$$\rightleftharpoonup{xx}$$
$$\longleftharp{xx}$$,
$$\longrightharp{xx}$$,
Przedstawiona tutaj technika pozwala przeanalizować, na którym etapie docelowe białko, lub alternatywnie mała cząsteczka, oddziałuje ze składnikami szlaku sygnałowego. Metoda opiera się z jednej strony na indukowalnej ekspresji określonego białka w celu zainicjowania zdarzenia sygnalizacyjnego na określonym i z góry określonym kroku w wybranej kaskadzie sygnałowej. Z drugiej strony, jednoczesna ekspresja genu będącego przedmiotem zainteresowania pozwala badaczowi ocenić, czy aktywność wyrażonego białka docelowego znajduje się przed czy za zainicjowanym zdarzeniem sygnalizacyjnym, w zależności od odczytu uzyskanego szlaku sygnałowego. W tym przypadku kaskada apoptotyczna została wybrana jako zdefiniowana ścieżka sygnałowa w celu zademonstrowania funkcjonalności protokołu.
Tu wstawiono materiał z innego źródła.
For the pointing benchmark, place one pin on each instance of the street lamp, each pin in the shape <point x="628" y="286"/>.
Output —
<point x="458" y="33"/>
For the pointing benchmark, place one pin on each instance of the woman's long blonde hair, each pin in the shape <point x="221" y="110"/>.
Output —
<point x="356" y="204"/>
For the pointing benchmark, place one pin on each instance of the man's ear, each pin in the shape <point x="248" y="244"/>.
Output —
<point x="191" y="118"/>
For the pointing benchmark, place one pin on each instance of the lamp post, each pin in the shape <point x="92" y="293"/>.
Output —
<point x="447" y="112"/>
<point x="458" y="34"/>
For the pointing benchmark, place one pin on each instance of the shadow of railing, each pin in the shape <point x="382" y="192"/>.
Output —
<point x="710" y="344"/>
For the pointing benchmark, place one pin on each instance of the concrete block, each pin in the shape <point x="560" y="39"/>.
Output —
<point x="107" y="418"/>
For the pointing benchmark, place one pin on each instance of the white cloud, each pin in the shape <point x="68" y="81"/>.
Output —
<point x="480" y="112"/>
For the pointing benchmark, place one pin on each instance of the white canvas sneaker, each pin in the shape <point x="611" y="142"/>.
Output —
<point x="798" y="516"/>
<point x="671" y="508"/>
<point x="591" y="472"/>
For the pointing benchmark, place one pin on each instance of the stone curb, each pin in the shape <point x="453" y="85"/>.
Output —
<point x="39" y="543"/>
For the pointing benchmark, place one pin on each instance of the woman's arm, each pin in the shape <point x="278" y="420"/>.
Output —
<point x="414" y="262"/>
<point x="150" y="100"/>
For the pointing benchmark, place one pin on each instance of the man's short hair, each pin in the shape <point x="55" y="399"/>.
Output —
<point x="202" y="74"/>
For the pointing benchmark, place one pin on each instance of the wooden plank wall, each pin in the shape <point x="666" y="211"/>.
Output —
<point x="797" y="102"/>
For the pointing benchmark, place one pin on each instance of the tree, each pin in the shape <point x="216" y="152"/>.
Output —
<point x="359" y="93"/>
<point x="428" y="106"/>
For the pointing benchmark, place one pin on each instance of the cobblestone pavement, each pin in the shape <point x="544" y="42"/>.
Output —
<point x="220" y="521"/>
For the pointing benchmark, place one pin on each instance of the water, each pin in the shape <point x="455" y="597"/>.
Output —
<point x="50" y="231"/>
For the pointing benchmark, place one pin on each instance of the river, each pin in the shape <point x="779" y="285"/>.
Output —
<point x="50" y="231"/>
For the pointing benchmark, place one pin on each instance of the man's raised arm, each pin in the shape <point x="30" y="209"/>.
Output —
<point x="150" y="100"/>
Bakterie chorobotwórcze, takie jak Coxiella burnetii, przemieszczają białka efektorowe, które zakłócają indukcję śmierci komórki gospodarza w komórce gospodarza, aby zapewnić przetrwanie bakterii w komórce i sprzyjać ich rozprzestrzenianiu się w organizmie. Białko efektorowe CaeB C. burnetii skutecznie hamuje śmierć komórek gospodarza po indukcji apoptozy światłem UV lub staurosporyną. Aby zawęzić, na którym etapie CaeB zakłóca propagację sygnału apoptotycznego, wybrane białka o dobrze scharakteryzowanej aktywności proapoptotycznej uległy ekspresji przejściowej w sposób indukowany doksycykliną. Jeśli CaeB działa przed tymi białkami, apoptoza będzie przebiegać bez przeszkód. Jeśli CaeB działa w dół, śmierć komórki zostanie zahamowana. Wybrano białka testowe: Bax, który działa na poziomie mitochondriów, oraz kaspazę 3, która jest główną proteazą egzekucyjną. CaeB zakłóca śmierć komórki indukowaną przez ekspresję Bax, ale nie przez ekspresję kaspazy 3. W ten sposób CaeB oddziałuje z kaskadą apoptotyczną między tymi dwoma białkami.